The most phenomenal achievement of the All Blacks has been to maintain their primacy once the game went professional.

Conventional wisdom of the day went something like this: the All Blacks were, in terms of attitude and preparation, a professional team in an amateur era and once the game went fully professional, the rest of the world would quickly catch up.

"It was something I can distinctly remember talking about with the guys," said Justin Marshall, All Black halfback from 1995, the last year of amateurism, to 2005. "It was a genuine concern.

"Here we had this provincial championship that was the envy of the world, and we were diluting that to play Super 12, where the South Africans and Australians would be exposed to the skills and habits of our best players on a weekly basis."

"We thought the gap would close very quickly."

For a while it looked as though that prophecy might turn out to be true. Australia enjoyed a golden age during what we might call the John Eales era, and it took until 2011 for the All Blacks to win a World Cup in the professional era.

But the All Blacks test record has remained largely unimpeachable since 1996, despite more riches available in France and England in particular.

New Zealand rugby cannot compete on price with clubs in England, France, Ireland and Japan, but through strict eligibility clauses and clever harvesting of the All Black "legacy" they have managed to retain most of their best players and keep winning. Their record hit perfect status in 2013, with 14 tests and 14 wins.

In the amateur era, the All Blacks won 71.2 per cent of their tests, while drawing a surprisingly high 5.1 per cent of tests.

This is an outstanding record, obviously, but you could also argue that rugby meant more to the national psyche of New Zealand than any other team they encountered outside South Africa. That passion and unstinting dedication to the sport meant New Zealanders were more innovative and 'professional' than their opponents.

In 1995, rugby was undergoing seismic shifts. The World Cup in South Africa was a unifying, uplifting tournament and in Jonah Lomu rugby had its first truly global superstar.

Pay TV services, such as Sky, were aggressively pushing into new markets and sport was the common battleground.

Kerry Packer didn't have rugby and he wanted it, much like he wanted cricket in the late-70s. Ross Turnbull was sent out as Packer's envoy and he very formed a breakaway to match that of the original World Series Cricket. Popular legend would have it that the late Jock Hobbs managed to talk the All Blacks' two brightest stars - Josh Kronfeld and Jeff Wilson - into staying loyal to the then NZRFU and the proposed World Rugby Corporation folded in on itself from there.

Establishment-back rugby was instead sold to Rupert Murdoch and pals, turned professional and became what could be known as the test-match age. Tours, the likes of which made the All Blacks, Springboks and lions famous, were effectively over and instead hemispherical tournaments took precedence.

A tour to or from the Springboks was once an almost mystical - or in the case of 1981, hysterical - experience, New Zealand now found themselves in the Republic more times than they would ever care to wish.

South Africa is an interesting case in point.
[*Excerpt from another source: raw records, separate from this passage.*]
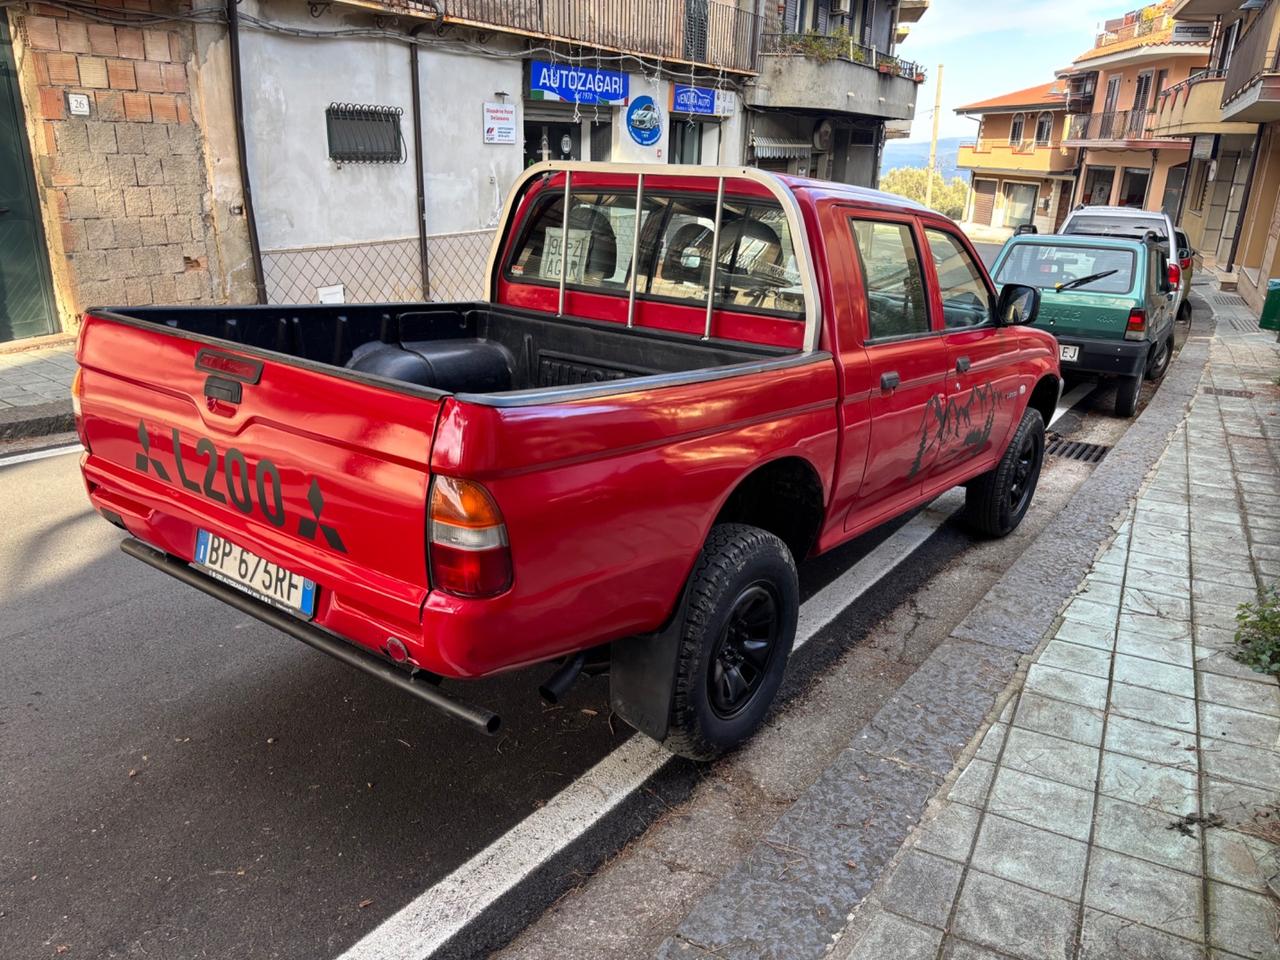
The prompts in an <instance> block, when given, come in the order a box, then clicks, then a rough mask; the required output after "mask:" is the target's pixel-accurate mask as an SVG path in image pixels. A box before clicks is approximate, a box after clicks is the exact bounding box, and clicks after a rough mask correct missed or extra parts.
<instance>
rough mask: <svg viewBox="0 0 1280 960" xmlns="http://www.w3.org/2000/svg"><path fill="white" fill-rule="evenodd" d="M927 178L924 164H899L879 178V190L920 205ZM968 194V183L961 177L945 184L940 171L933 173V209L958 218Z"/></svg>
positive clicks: (922, 197)
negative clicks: (897, 166)
mask: <svg viewBox="0 0 1280 960" xmlns="http://www.w3.org/2000/svg"><path fill="white" fill-rule="evenodd" d="M928 178H929V170H928V169H927V168H924V166H900V168H897V169H896V170H890V172H888V173H886V174H884V175H883V177H881V189H883V191H887V192H888V193H897V195H899V196H902V197H906V198H908V200H914V201H915V202H916V204H923V202H924V193H925V187H927V186H928V182H929V179H928ZM968 197H969V184H968V183H965V182H964V180H963V179H961V178H959V177H952V178H951V182H950V183H948V182H947V180H945V179H942V174H941V173H938V172H937V170H934V172H933V209H934V210H937V211H938V212H940V214H942V215H943V216H950V218H951V219H952V220H959V219H960V218H961V216H963V215H964V204H965V200H966V198H968Z"/></svg>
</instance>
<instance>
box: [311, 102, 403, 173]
mask: <svg viewBox="0 0 1280 960" xmlns="http://www.w3.org/2000/svg"><path fill="white" fill-rule="evenodd" d="M403 113H404V111H403V110H401V109H399V108H398V106H369V105H365V104H329V106H328V109H325V111H324V115H325V129H326V132H328V134H329V159H330V160H333V161H334V163H339V164H402V163H404V159H406V156H407V155H406V151H404V137H403V134H402V133H401V123H399V122H401V115H402V114H403Z"/></svg>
By far and away New Zealand's toughest 'amateur' opponent, the All Blacks' post-professional record against South Africa has improved.

Before 1996, New Zealand and South Africa met 42 times: the Boks won 21 of those tests with three drawn. They have played 48 times since 1996 with the All Blacks winning 34 times and no draws.

So the All Blacks have won 52 times in 90 tests - a very good record against our traditional arch-rivals and one that has only got better since rugby went professional.

In fact, it is indicative of New Zealand's professional record as a whole.

That is a win percentage of 83.1 per cent in the professional era, more than 12 points better than their amateur record. Even accounting for the fact that World Cups mean you face more minnows in the modern era than you did in the past, it is a stunning result.

As you can see by the final table below, the All Blacks professional pre-eminence has lifted the overall win percentage to a tick under 77 per cent.

The obvious question is, why? Why hasn't the advent of professionalism raised the bar uniformly among rugby's test-playing elite. Why hasn't New Zealand's inability to match the amount of money in bigger markets hurt them. We are not, it should be noted, in professional rugby's infancy any longer.

The answer is elusive, but there are some sound theories.

Money only gets you a stake at the table. It's what you do with it that counts. In other words, the English and French leagues might be awash with pounds and euros, but is that money actually helping the national side? It's just as likely to be lining the pockets of second-tier international players than assisting England or Les Bleus get better.

Second, professionalism does not take into account the intangibles.

To use a loose example: Scotland's players are just as professional as the All Blacks now in most respects. They train hard and have access to the latest sports science theories and practices. They should not, theoretically, be any more tired in the final 20 minutes of a test than the All Blacks.

They also have access to top quality coaching so, in those realms of rugby that remain technically driven and largely static - that is to say, the set pieces - they should be as strong and close to as proficient.

But you'd back the All Blacks to beat Scotland every time. Why? Because they have players that can win you games through a piece of brilliance; Scotland don't.

"It wasn't until I played overseas that I realised the true advantage New Zealand has," Marshall said. "It's our forwards: their ball skills, intelligence, speed at which they play and the way they read the game is miles ahead of anywhere else.

"Yes, South Africa are physical, but they still try to run over you. I look at somebody like Schalk Burger and it's really only in the past few years that he has tried to add ball-playing to his tremendous physical assets.

"England haven't caught up yet and probably won't for a while to come."

In terms of France and England, Marshall believes the promotion-relegation element of their top leagues work against the ideals of open, running rugby. As soon as a couple of games are lost, coaches go into their shells and revert to low-risk rugby, which stifles innovation and ball-playing.

"Speed, power, endurance - New Zealand forwards are probably no stronger here and might even be a little weaker, than some teams. We're just more skillful than the rest."